Sushiswap offers its users 72 coins in 90 different pairs. For comparison, Uniswap offers its users 1355 coins in a total of 2575 pairs. This is because Uniswap has become more established, with almost every new Ethereum-based project using it to increase liquidity, meaning a CEX listing is no longer crucial to a project’s success.
Uniswap: 2575 pairs
Sushi exchange: 90 pairs
Winner: Uniswap
3-Uniswap vs Sushiswap: Cost
Both DEXs charge their users a 0.3% fee when selling or buying a coin. Uniswap and Suschiswap pay these fees differently than the liquidity providers, but this makes no difference for the users and no difference for the end users.
Uniswap fees: 0.3%
Sushi swap fees: 0.3%
Winner: Neither
4-Uniswap vs. Sushiswap: Slip
Slippage is the difference between the price of a pair at the beginning of a trade and at the end of a trade. Low slip is preferred by the user as it guarantees a more exact price for the pair. Slippage is lowest when liquidity is highest, which in this case favors Uniswap. However, some exceptions exist. For example, trading the $SUSHI/$ETH a pair on Sushiswap has a lower slippage than when traded on Uniswap. But these exceptions are good, the exceptions.
Winner: Uniswap
B-Liquidity Providers: Uniswap vs. Sushiswap
Both Uniswap and Sushiswap rely on the community to provide their liquidity. In exchange for blocking their funds, liquidity providers can earn fees on trades.
But which of the two DEXs is more profitable for liquidity providers?

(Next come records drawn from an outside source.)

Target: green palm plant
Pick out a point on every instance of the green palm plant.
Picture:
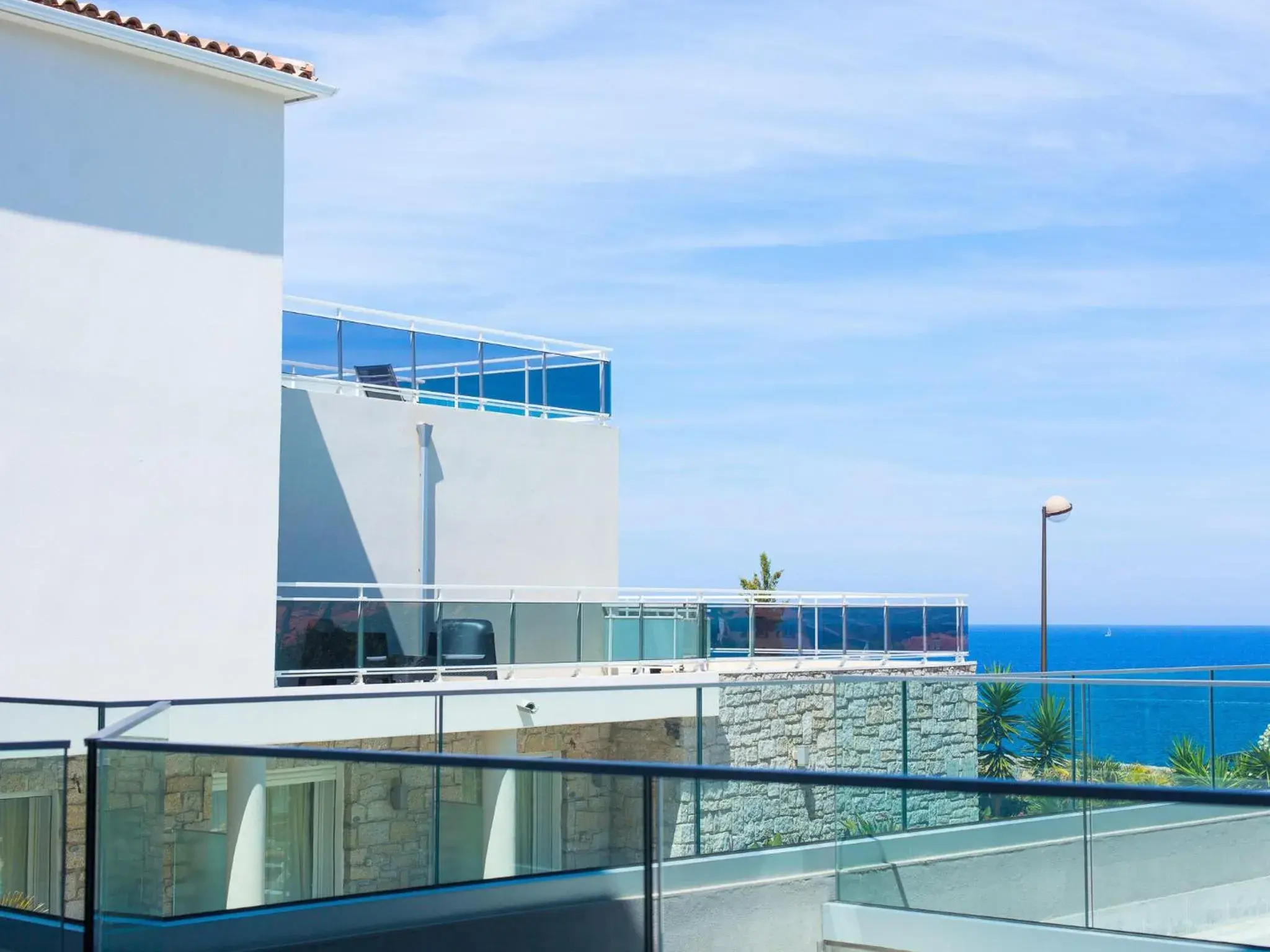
(1047, 736)
(22, 902)
(1192, 767)
(998, 723)
(763, 580)
(1254, 765)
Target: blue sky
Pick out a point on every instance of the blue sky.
(881, 277)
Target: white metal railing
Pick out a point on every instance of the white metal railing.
(569, 628)
(352, 387)
(413, 592)
(436, 380)
(443, 329)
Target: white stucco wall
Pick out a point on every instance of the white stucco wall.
(141, 281)
(517, 501)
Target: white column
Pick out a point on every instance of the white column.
(244, 801)
(498, 806)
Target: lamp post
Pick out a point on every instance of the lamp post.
(1055, 509)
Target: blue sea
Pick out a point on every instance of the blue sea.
(1135, 724)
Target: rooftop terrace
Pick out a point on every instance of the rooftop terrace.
(358, 352)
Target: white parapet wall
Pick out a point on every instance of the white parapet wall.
(494, 499)
(141, 270)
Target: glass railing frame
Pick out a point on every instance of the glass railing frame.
(539, 351)
(611, 601)
(649, 774)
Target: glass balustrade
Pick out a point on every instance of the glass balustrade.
(327, 640)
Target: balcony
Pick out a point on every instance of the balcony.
(342, 633)
(357, 352)
(535, 835)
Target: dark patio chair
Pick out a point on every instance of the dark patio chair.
(380, 376)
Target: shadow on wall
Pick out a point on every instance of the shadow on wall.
(319, 540)
(318, 536)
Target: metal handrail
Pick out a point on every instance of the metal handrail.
(1065, 790)
(329, 310)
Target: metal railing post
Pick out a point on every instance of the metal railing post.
(696, 782)
(904, 752)
(511, 626)
(544, 384)
(361, 639)
(414, 368)
(639, 631)
(339, 350)
(751, 628)
(91, 824)
(1212, 730)
(649, 945)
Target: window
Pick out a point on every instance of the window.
(304, 842)
(29, 840)
(539, 801)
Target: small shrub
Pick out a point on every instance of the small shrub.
(22, 902)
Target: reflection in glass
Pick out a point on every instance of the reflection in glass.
(728, 630)
(905, 628)
(866, 628)
(309, 346)
(941, 628)
(822, 628)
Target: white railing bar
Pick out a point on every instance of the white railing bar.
(429, 398)
(331, 310)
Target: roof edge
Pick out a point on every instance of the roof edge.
(293, 88)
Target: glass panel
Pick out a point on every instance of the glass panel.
(866, 628)
(1148, 734)
(378, 358)
(507, 377)
(941, 631)
(32, 785)
(573, 382)
(1241, 731)
(776, 630)
(905, 628)
(974, 870)
(1180, 870)
(623, 626)
(131, 818)
(546, 632)
(595, 632)
(653, 631)
(309, 346)
(447, 366)
(728, 630)
(822, 628)
(198, 867)
(315, 637)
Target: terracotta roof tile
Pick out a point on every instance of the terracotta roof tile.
(296, 68)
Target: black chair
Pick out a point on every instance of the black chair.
(381, 376)
(465, 643)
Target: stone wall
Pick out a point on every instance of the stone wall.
(390, 826)
(846, 725)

1-Uniswap vs Sushiswap: Earned Fees
As mentioned above, both Uniswap and Sushiswap charge 0.3% transaction fees. Uniswap pays out these fees in full to the liquidity providers, while Sushiswap pays out only 0.25% to the liquidity providers, while the remaining 0.05% is reserved for the $SUSHI token holders.

Moreover, Uniswap’s daily trading volume is much higher than that of Sushiswap. This also results in more fees collected on Uniswap.
Uniswap: 0.3% to liquidity providers
Sushi Swap: 0.25% to liquidity providers
Winner: Uniswap
2-Uniswap vs Sushiswap: Farming Tokens
Another way liquidity providers can earn passive income is through farming $UNI or $SUSHI tokens. While Uniswap ended farming on November 1, 2020, Sushiswap still enables this highly lucrative practice.

To farm $SUSHIliquidity providers will have to stake their SLP (Sushi Liquidity Pool) tokens. These pools can have very attractive returns, as in the case above. In fact, farming can be much more lucrative than the fees previously discussed. Currently, 17 such agricultural pools exist.
Uniswap: No farming
Sushi Swap: Lucrative Farming
Winner: Sushi Swap
C Token Holders: Uniswap vs Sushiswap
1-$UNI vs $SUSHI
The $UNI token is a governance token. It plans to transform Uniswap into a decentralized, community-owned protocol. Its sole function is to vote on proposals relating to the Protocol.
$SUSHI is similar to $UNI in function, with the added benefit of allowing coin holders to share 0.05% of the exchange costs.
$UNI: Governance token
$SUSHI: Governance token + earns 0.05% fees
Winner: $SUSHI
Conclusion
Uniswap remains by far the most popular and widely used DEX. It is also best from the user’s point of view. However, for liquidity providers, Sushiswap could be the most profitable option if we look at the pairs that make this possible $SUSHI agriculture. As for the tokens themselves, subject to any price fluctuations, $SUSHI has the added benefit of passively earning fees for the token holders.